Background: In chronic kidney disease (CKD) patients, the ability to excrete a phosphate load is impaired. Compensatory increase in parathyroid hormone (PTH) and fibroblast growth factor 23 (FGF23) promote phosphaturia. Serum FGF23 concentration is considered an early biomarker of excess phosphate load and high levels of FGF23 have been associated with increased mortality. In the present study, we have evaluated the changes in plasma FGF23 after treatment with the phosphate binder lanthanum carbonate in patients with CKD-3 and a normal serum phosphate concentration.

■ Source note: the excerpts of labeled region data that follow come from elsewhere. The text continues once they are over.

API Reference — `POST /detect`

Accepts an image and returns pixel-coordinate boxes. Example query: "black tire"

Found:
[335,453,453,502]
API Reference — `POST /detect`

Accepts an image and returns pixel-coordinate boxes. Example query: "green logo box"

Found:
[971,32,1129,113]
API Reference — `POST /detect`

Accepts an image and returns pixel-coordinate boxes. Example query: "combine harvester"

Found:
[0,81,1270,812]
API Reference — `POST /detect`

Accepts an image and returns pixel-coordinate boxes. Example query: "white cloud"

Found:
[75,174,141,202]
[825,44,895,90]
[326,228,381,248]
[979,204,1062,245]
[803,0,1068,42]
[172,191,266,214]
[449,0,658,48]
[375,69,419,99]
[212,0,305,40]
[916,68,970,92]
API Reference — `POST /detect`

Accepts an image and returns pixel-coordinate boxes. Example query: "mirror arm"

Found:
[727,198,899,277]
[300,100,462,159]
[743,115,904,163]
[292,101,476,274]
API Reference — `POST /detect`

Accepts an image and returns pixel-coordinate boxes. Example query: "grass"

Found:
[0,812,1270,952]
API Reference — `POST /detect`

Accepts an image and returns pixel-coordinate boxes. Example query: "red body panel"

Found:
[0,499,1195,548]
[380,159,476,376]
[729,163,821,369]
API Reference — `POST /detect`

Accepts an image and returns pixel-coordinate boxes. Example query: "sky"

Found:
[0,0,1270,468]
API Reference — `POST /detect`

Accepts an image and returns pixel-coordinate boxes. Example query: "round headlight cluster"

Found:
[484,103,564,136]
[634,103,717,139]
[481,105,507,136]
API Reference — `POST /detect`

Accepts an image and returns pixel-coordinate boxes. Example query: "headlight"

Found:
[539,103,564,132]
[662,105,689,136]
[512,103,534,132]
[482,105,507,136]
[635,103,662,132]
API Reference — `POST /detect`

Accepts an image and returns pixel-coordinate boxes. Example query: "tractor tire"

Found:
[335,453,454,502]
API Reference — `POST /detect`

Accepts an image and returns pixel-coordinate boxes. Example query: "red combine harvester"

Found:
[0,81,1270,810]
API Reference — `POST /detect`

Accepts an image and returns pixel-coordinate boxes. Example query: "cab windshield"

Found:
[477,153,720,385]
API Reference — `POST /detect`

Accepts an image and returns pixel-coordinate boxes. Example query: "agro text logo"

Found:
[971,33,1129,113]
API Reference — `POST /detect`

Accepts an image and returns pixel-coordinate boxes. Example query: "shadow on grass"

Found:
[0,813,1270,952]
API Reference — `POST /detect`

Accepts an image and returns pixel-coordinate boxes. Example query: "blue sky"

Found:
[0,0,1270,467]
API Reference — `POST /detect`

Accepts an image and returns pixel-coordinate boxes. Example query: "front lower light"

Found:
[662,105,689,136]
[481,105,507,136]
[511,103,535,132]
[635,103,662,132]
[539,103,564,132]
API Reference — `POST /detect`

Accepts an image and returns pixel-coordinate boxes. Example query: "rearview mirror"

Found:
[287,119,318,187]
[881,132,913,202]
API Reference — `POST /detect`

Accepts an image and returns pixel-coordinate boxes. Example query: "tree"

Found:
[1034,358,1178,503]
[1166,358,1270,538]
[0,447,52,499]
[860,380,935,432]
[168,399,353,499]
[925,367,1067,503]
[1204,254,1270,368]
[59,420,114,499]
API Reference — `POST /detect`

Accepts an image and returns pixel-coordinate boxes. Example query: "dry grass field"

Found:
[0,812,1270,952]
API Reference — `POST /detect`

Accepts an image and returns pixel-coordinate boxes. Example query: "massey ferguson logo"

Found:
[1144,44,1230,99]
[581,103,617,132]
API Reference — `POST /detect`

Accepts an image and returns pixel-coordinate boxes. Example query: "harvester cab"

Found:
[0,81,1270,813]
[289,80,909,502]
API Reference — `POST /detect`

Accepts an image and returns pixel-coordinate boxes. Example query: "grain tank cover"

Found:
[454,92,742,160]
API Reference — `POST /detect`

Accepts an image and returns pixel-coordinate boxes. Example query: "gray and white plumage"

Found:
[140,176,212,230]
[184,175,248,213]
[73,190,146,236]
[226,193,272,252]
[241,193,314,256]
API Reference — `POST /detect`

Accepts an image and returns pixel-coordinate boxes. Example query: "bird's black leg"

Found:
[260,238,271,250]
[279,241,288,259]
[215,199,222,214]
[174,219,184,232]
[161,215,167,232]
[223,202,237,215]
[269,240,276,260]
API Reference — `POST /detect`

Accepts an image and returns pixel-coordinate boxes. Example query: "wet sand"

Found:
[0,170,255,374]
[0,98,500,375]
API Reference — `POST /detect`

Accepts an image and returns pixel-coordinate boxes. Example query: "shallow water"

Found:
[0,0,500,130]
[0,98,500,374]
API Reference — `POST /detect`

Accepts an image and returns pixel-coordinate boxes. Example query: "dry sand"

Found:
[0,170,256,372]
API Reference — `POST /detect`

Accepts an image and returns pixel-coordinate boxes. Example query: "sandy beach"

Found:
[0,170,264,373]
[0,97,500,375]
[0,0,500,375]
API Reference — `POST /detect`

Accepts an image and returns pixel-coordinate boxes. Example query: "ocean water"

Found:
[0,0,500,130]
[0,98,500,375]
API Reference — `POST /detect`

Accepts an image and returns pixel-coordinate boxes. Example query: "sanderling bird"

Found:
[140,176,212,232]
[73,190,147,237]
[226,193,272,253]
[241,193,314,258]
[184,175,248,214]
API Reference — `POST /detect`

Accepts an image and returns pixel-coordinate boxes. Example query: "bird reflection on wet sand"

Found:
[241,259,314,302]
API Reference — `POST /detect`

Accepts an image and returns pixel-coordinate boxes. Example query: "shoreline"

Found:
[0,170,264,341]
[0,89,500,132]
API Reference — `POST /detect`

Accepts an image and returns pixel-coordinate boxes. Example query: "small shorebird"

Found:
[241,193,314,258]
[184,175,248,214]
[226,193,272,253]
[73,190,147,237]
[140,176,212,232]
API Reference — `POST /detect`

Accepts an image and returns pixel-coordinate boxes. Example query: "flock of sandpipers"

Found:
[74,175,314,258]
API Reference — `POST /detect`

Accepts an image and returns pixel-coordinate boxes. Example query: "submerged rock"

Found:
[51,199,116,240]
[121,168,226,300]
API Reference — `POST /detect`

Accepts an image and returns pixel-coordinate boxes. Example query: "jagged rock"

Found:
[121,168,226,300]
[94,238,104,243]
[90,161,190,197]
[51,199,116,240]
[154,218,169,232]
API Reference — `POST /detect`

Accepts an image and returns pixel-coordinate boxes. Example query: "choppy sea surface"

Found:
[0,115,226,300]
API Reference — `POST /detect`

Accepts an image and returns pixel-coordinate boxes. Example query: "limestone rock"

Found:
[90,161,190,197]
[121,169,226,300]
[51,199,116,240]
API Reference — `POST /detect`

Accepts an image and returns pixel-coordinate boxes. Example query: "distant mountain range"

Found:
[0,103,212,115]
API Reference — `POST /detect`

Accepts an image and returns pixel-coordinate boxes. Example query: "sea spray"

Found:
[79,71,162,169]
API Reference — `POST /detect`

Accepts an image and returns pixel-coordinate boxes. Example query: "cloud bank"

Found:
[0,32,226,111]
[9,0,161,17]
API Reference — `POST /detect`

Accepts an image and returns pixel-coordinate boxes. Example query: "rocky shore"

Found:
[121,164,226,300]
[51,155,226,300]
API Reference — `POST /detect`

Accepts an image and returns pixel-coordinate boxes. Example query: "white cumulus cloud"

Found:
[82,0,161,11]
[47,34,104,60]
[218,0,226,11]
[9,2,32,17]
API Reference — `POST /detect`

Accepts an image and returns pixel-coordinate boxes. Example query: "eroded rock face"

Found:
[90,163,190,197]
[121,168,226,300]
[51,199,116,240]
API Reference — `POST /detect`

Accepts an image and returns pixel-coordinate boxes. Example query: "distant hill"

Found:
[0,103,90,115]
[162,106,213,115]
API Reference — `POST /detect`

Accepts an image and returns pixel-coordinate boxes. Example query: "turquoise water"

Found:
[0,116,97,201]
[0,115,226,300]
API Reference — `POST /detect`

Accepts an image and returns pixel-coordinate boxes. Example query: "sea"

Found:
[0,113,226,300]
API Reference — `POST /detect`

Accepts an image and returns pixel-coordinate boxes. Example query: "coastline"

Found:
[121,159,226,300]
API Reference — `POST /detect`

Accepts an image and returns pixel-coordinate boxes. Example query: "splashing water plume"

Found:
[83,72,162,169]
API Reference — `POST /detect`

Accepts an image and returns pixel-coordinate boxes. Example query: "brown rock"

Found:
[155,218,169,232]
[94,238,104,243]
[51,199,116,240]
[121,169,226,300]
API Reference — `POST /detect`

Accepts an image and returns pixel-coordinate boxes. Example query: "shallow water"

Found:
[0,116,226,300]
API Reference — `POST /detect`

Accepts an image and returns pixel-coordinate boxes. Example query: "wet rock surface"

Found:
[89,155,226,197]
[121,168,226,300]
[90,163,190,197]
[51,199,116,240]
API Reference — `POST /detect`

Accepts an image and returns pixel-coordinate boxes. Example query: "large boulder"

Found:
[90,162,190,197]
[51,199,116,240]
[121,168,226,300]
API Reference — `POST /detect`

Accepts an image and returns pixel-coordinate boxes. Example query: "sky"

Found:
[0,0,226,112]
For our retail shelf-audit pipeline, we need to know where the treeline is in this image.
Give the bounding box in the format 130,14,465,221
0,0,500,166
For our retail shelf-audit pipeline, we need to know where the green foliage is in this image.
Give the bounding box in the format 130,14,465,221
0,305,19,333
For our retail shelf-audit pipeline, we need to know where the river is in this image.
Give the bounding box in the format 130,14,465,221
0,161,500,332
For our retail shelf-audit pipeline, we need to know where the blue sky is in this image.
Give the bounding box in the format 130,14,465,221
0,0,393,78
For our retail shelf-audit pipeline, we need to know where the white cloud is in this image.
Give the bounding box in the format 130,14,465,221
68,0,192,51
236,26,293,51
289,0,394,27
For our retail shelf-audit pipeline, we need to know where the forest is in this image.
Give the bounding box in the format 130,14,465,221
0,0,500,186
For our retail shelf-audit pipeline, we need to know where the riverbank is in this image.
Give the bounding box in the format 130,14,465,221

Methods: Eighteen Caucasian CKD Stage 3a/3b patients with serum phosphate <4.5 mg/dL were recruited in a prospective longitudinal open-label study. Patients received a 4-week period of standardized phosphorus-restricted diet containing 0.8 g/Kg/day protein. Thereafter, the same diet was maintained and patients received lanthanum carbonate (750 mg with the three main meals) for 4 weeks.
Results: No significant changes were observed in serum phosphate, however, lanthanum carbonate significantly decreased urinary excretion of phosphate and fractional excretion of phosphate (P < 0.004). This was accompanied by a significant decrease in carboxyterminal FGF23 (median percent change from baseline -21.8% (interquartile range -4.5, -30%), P = 0.025). No changes were observed in PTH.
Conclusions: In conclusion, lanthanum carbonate reduced phosphate load, as assessed by urinary phosphate excretion, and also reduced plasma FGF23 in CKD-3 patients. This occurs in the presence of unchanged normal serum phosphate levels.